KickCoin attack: KickCoin suffered $7.7M loss, says full refunds for all
Cryptocurrency is the New York of the digital world. It’s always under attack and is the most attack entity of the digital world. Another attack happened on Kickcoin owned KickICO, which is an initial coin offering support platform. The attack worth $7.7 million and announced in an official blog post a full refund to its buyers.
CEO, Anti Danilevski reported that his team discovered that 70 odd million Kick tokens were missing from their wallet. This happened because the KickCoin smart contract owner’s private keys were compromised. Not only this, many user wallets were attacked too and their funds were stolen along with the owner’s wallet.
Danilevski first sensed the theft when many users started complaining that they cannot see tokens worth $800,000 in total in their respective wallets.
“The hackers gained access to the private key of the owner of the KickCoin smart contract. In order to hide the results of their activities, they employed methods used by the KickCoin smart contract in integration with the Bancor network: hackers destroyed tokens at approximately 40 addresses and created tokens at the other 40 addresses in the corresponding amount. In result, the total number of tokens in the network has not changed. But thanks to the rapid response of our community and our coordinated teamwork, we were able to regain control over the tokens and prevent further possible losses by replacing the compromised private key with the private key of the cold storage.” said Danilevski.
Furthermore, a spokesperson from Bancor said “A spokesperson from Bancor told CoinDesk that the specific function which allowed the smart contract's private key to be compromised was built by KickICO, "and was not a prerequisite nor part of its integration of Bancor. "Whether you put this capability into your token or not is totally independent of an integration with Bancor.

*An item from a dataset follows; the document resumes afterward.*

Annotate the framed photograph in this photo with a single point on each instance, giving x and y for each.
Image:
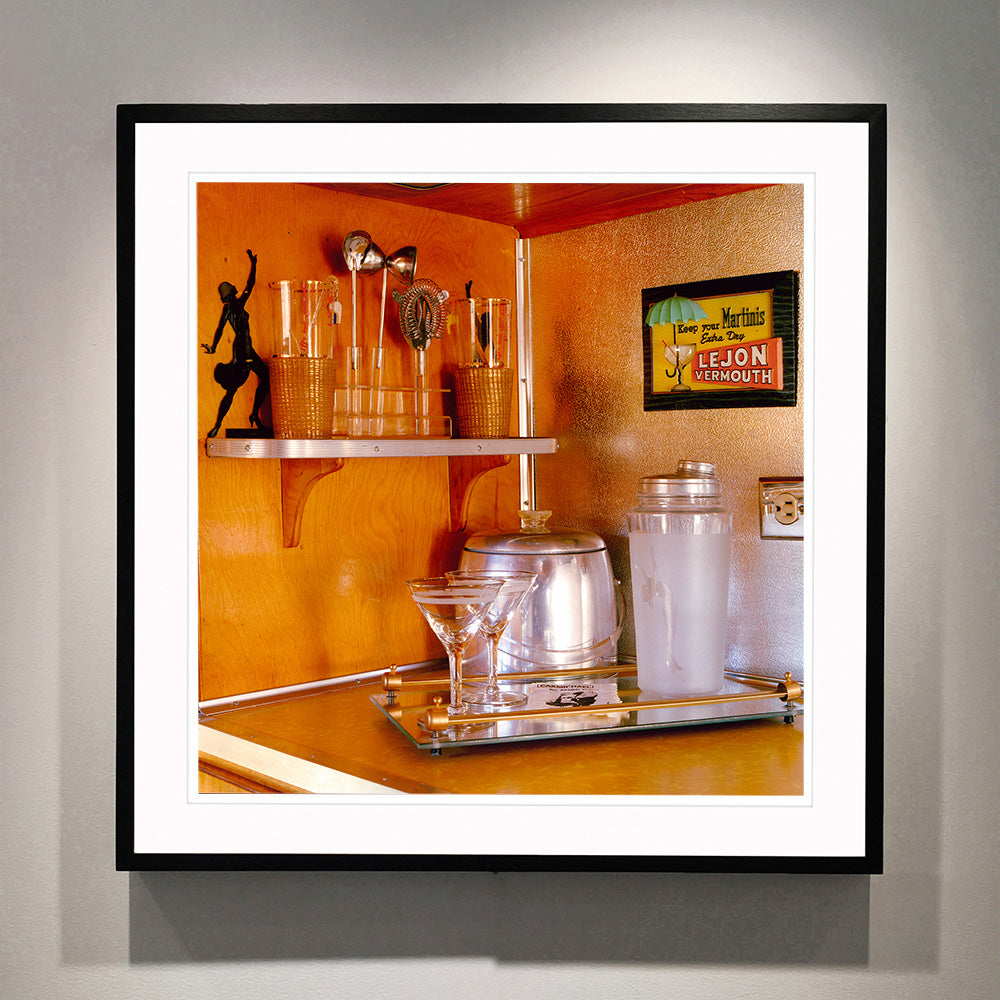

And if you decide to build this capability into your token, you must protect it."
Here’s a screenshot of the official blog post shared.
The company takes the full responsibility for the loss and has announced full refunds of the lost money. Furthermore, the company has also confirmed that all the user’s wallets are safe and will remain safe from similar attacks.
They seem to have figured out the real reason behind this attack and they’re sure they’ll prevent this from happening again.
However, it is the user’s duty to ensure utmost security of their own funds as the platform they’re relying on is a centralized system (which is a bit of irony) and hence has a single point of attack(s).
That is, it can fail just like other traditional systems fail. Look out for the supported wallets and ask for hardware wallet support from the company. Hardware wallets are the best way you can safeguard your funds.